Five Reasons I Knew the Email was SPAM – Phishing – Spoofing

I just received an email message that, at first glance, looked like it came from (the sender had altered their URL, which is called spoofing). I was immediately suspicious, and didn’t click the embedded link they’d warned me to check out.

Here are five reasons why I Shift+Deleted this message (holding down the Shift key when you press Delete bypasses the Deleted Items folder in Outlook. The message leaves my computer permanently).

  • Salutation. They didn’t address me by name or company. Instead, it read “Greetings from FedEx!”.
  • Hyperlink. The URL they wanted me to click wasn’t Instead, it started with “http://www.netkreds…”
  • Junk Folder. Outlook had detected it as spam and sent it to the junk folder. I’m a FedEx customer and receive emails from them every month, so Outlook should have recognized them.
  • Certain words. The message included the words, “personal information.” My radar went way up when I saw that and thought phishing (a way of attempting to acquire sensitive information such as usernames and credit card details by masquerading as a legitimate entity).
  • Grammar.

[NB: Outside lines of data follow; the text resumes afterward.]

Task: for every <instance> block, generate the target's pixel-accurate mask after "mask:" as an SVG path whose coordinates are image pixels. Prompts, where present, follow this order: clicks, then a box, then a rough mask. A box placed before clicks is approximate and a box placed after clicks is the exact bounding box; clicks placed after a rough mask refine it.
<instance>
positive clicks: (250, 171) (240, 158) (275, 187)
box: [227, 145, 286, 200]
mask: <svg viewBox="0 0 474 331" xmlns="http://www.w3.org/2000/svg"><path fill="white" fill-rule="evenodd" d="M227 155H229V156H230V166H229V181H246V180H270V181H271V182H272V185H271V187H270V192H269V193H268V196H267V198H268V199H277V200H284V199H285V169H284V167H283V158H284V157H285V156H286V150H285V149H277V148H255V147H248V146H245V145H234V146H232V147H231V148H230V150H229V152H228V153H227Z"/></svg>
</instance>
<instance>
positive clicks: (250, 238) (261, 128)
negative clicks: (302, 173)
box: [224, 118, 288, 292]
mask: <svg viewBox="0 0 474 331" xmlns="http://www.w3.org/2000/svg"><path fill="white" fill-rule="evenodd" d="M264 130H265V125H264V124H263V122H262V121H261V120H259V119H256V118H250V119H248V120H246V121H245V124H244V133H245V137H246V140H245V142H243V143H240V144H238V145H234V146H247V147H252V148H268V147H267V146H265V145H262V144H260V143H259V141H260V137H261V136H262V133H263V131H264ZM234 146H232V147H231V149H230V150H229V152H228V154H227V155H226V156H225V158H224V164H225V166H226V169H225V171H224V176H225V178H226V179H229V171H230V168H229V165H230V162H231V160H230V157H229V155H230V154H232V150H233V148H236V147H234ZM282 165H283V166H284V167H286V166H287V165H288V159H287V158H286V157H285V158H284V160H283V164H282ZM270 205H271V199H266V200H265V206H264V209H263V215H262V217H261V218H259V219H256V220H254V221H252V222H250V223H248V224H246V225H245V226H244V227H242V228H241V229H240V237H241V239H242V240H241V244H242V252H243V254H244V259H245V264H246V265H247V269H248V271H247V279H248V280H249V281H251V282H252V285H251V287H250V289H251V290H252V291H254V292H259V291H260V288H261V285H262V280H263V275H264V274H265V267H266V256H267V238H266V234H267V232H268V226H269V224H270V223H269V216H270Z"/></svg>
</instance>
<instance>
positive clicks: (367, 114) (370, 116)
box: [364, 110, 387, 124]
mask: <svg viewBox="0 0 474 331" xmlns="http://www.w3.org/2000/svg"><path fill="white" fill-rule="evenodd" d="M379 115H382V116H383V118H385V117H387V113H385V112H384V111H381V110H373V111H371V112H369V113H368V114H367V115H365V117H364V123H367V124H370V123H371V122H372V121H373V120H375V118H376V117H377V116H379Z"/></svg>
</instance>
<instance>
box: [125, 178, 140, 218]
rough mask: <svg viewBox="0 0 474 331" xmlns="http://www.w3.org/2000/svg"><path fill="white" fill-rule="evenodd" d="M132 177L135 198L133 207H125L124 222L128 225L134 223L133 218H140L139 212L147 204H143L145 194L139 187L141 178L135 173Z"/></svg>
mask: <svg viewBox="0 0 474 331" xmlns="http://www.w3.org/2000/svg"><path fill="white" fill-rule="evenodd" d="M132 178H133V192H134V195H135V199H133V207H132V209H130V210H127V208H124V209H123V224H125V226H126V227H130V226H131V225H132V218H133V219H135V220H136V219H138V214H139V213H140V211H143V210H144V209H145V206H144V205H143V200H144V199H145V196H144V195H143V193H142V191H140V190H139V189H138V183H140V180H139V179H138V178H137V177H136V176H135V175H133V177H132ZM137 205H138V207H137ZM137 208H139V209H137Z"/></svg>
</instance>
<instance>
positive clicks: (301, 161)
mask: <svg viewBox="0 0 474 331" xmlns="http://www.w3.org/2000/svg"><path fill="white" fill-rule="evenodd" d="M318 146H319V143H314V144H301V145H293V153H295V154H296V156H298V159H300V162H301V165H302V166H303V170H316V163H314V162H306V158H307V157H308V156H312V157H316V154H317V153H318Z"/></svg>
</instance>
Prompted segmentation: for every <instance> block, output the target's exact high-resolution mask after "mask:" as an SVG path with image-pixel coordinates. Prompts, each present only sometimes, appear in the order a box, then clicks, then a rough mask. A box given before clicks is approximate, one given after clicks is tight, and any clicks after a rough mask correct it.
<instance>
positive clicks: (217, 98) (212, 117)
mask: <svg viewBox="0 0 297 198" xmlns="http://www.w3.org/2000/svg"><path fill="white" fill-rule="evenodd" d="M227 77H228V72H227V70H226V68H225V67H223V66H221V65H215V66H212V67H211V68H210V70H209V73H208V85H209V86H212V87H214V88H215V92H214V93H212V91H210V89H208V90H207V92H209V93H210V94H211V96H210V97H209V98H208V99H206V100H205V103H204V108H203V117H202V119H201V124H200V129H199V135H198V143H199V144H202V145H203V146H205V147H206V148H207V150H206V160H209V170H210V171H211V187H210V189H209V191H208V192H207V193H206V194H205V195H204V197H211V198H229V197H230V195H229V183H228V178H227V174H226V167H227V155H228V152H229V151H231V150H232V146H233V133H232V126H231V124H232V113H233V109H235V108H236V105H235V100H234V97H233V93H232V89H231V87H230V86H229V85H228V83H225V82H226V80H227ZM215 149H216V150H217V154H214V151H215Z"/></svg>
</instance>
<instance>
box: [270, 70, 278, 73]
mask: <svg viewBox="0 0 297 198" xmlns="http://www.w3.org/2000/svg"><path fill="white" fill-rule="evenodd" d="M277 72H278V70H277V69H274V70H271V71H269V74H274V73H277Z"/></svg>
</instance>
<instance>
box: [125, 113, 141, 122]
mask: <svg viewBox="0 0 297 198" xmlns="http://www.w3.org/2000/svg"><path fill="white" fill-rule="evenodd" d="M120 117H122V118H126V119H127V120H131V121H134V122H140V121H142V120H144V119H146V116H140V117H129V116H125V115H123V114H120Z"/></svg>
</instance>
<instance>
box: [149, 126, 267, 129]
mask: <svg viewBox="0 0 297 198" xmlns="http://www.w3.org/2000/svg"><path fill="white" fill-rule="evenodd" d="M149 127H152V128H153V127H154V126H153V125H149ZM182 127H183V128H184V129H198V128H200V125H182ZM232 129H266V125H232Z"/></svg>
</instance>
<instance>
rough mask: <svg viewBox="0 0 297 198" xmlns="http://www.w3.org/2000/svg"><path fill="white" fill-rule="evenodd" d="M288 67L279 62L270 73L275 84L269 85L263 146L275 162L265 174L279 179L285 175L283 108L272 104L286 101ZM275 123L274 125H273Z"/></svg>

The message had bad grammar and punctuation. I think better of the real, and didn’t think they’d send a message like this.

The Message

Here is the full message. I’ve indicated the grammar in question by marketing it red.

“During our regularly scheduled account maintenance and verification procedures, we have detected a slight error in your account information. This might be due to either of the following reasons:

1. A recent updates in our SSL server ( Due to slightly problem ) 2. A recent change in your personal information ( i.e. change of address).

Please update and verify your information by clicking or enter the following URL in your browser: ….

If your account information is not updated within 48 hours then your ability to access your account will become restricted.


This message was created by FedEx Webship/Corporateship, a product of FedEx, at the request of the sender. No authentication of email addresses has been performed.

(Please do not reply to this email address since it is not monitored for responses).”

Report to FedEx?

I won’t bother to try to figure out how to report this to FedEx. They’ve probably already received a gazillion alerts and are already on top of it. If this were from someone I knew personally, I’d let them know.

Be careful out there. Keep an eye out for these five attributes in a message that just doesn’t feel right.



  1. Peggy
    Thanks so very much for your tips & updates.  I, too, was pfished, spoofed, hoodooed, & flimflamed recently.  (Thanks for “shift – delete”-I’ve been using “spam.”) I have received three recent emails, supposedly from the IRS, saying that some  transaction was rejected by my bank. I immediately recognized it as bogus.  Here’s the kicker – my daily work commute takes me within about 3 blocks of the IRS offices in Atlanta.  Wanting to do the right thing, I copied everything & physically took it o the IRS to “report the bad guys.”  Bottom line, they completely blew it off, simply saying “yes, it’s a scam.”  I was really disappointed & disillusioned – oh well, life goes on.
    Best regards
    Sam Richmond

    1. Sam, I would have been shocked if the IRS had done something. That’s why I didn’t bother with FedEx. We just have to be diligent and take a second look at anything popping up in the Inbox.